To further improve its dispersion, stability, and electronic conductivity, as well as to form sufficiently large pore structures for reactant mass transport, Pt is often deposited on a much larger carbon substrate, creating a carbon-supported Pt catalyst (Pt/C). The carbon support is a crucial component of the catalyst layer (CL) in a membrane-electrode assembly (MEA). Most commercially available fuel cell catalysts employ carbon blacks (e.g., Vulcan carbon and Ketjen Black) as the support [5], but graphitized carbon materials such as carbon nanotubes, reduced graphene oxide, graphene nanoplates, and graphite nanofibers can also be used [21]. Experimental studies show that the choice of carbon material impacts both the activity and durability of the catalyst [22,23]. Furthermore, carbon can be functionalized using methods such as oxidizing acid treatment [24,25,26] and nitrogen (or other heteroatom) doping [5,27,28] to introduce surface groups that serve as nucleation sites for Pt NPs.

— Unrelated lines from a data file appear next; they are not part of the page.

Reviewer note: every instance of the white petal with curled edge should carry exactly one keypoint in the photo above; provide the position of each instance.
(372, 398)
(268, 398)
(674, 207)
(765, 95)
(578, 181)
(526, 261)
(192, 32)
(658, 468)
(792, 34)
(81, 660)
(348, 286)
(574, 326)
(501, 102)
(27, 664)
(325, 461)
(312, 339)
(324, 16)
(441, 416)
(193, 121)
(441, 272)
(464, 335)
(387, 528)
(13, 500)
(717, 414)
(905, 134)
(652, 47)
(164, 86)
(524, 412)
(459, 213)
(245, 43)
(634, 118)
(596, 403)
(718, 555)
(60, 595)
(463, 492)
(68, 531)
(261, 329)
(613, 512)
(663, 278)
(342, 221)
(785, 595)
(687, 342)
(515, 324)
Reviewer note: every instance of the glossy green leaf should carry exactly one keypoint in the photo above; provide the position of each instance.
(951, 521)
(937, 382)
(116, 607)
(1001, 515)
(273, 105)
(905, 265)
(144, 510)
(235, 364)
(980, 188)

These functionalization methods are known to impact the carbon’s surface chemistry and microstructure. For example, oxidation treatment introduces carboxyl groups onto the surface, increasing its hydrophilicity [29], electronegativity [30], and adhesion force on Pt [31], while degrading the carbon’s porous structure and surface area [26]. Meanwhile, nitrogen doping alters the electronic interaction between Pt and carbon [30], and it may affect the carbon’s surface area and hydrophilicity depending on what kind of carbon is used [32].
Although many experimental and theoretical studies have verified the benefits of Pt shape control and carbon support functionalization, few studies have addressed large-scale production of advanced catalysts that use these strategies. Many catalysts reported in the literature use samples no larger than a few dozen milligrams, which is insufficient for commercial applications [33,34,35,36]. The synthesis of Pt/C can be difficult to simplify and scale up without affecting the catalyst’s properties [33], especially for shape-controlled catalysts, which are often synthesized using shape-controlling agents that need to be removed from the catalyst surface [10]. Therefore, it would be advantageous to synthesize these catalysts using methods that are easily scalable and avoid difficult-to-remove shape-controlling agents.

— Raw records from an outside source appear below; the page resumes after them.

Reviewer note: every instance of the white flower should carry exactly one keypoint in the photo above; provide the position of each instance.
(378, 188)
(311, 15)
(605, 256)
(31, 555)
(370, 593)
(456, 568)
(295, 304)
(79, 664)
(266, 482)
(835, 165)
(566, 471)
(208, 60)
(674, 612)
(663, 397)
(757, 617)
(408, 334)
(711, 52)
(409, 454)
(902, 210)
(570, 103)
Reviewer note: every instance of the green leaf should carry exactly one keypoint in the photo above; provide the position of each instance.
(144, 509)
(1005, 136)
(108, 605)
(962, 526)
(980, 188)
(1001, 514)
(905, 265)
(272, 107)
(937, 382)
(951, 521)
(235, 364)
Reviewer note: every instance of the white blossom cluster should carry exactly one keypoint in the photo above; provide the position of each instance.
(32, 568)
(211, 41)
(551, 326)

Furthermore, the synthesis of shape-controlled catalysts in large quantities requires careful control of conditions for the synthesis process, so shape-controlled Pt/C catalysts are typically synthesized in two steps. The first step is to synthesize the shape-controlled Pt NPs, and the second is to deposit the synthesized Pt NPs on the functionalized carbon support [37]. In addition to increasing production costs for commercial applications, the process of physically mixing Pt NPs and carbon may fail to bond the NPs strongly to the carbon, adversely affecting the catalyst’s stability [37]. Substituting this process with a one-pot synthesis method, wherein the Pt/C catalyst is formed directly from the Pt precursor and carbon support, would be preferable. However, accurately controlling the Pt NP morphology using one-pot methods can be difficult; this is further complicated when using functionalized carbon supports, as the surface chemistry affects the interaction between the Pt precursor and carbon, changing the NP size and dispersion [38]. One-pot synthesis of shape-controlled and carbon-supported Pt catalysts must be improved before such catalysts can be deployed in large scale.

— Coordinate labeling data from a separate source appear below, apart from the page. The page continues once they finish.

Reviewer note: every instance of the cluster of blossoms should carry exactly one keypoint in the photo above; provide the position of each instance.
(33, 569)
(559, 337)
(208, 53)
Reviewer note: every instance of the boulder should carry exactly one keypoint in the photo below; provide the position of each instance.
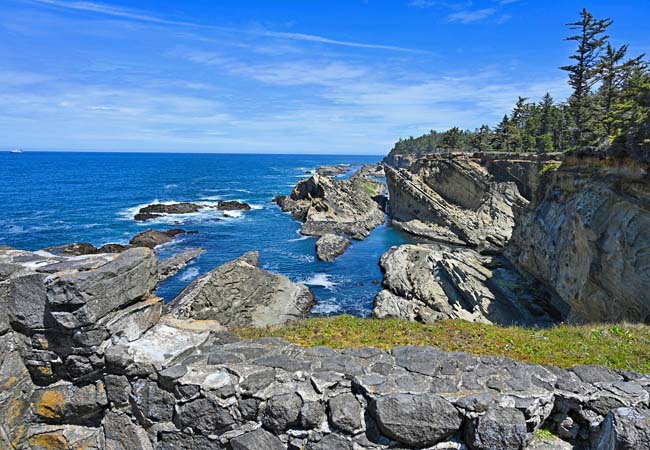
(240, 294)
(154, 238)
(586, 237)
(625, 429)
(427, 283)
(233, 205)
(329, 246)
(502, 428)
(417, 420)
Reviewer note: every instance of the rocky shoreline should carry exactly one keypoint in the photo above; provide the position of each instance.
(92, 359)
(88, 365)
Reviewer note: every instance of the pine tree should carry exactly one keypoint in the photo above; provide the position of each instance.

Finally, the good performance of advanced electrocatalysts in ex situ electrochemical tests does not always translate into good performance in actual PEM fuel cells. The full potential of these catalysts can only be unleashed when paired with an optimal CL structure, which can efficiently transport gaseous reactants, liquid water, and ions to and from the catalyst. CL optimization is recognized as an important research area for shape-controlled Pt-based catalysts [9]. Carbon functionalization can play a role in improving PEM fuel cell performance because the carbon support is an integral component of the CL. For example, nitrogen groups in the carbon may promote a more uniform distribution of ionomer on the catalyst surface [32,39], thereby minimizing oxygen and proton transport resistances in the cathode CL. To date, few studies have tested shape-controlled catalysts with treated carbon supports in a manner representative of practical applications, with aspects such as scaled-up catalyst synthesis and MEA testing.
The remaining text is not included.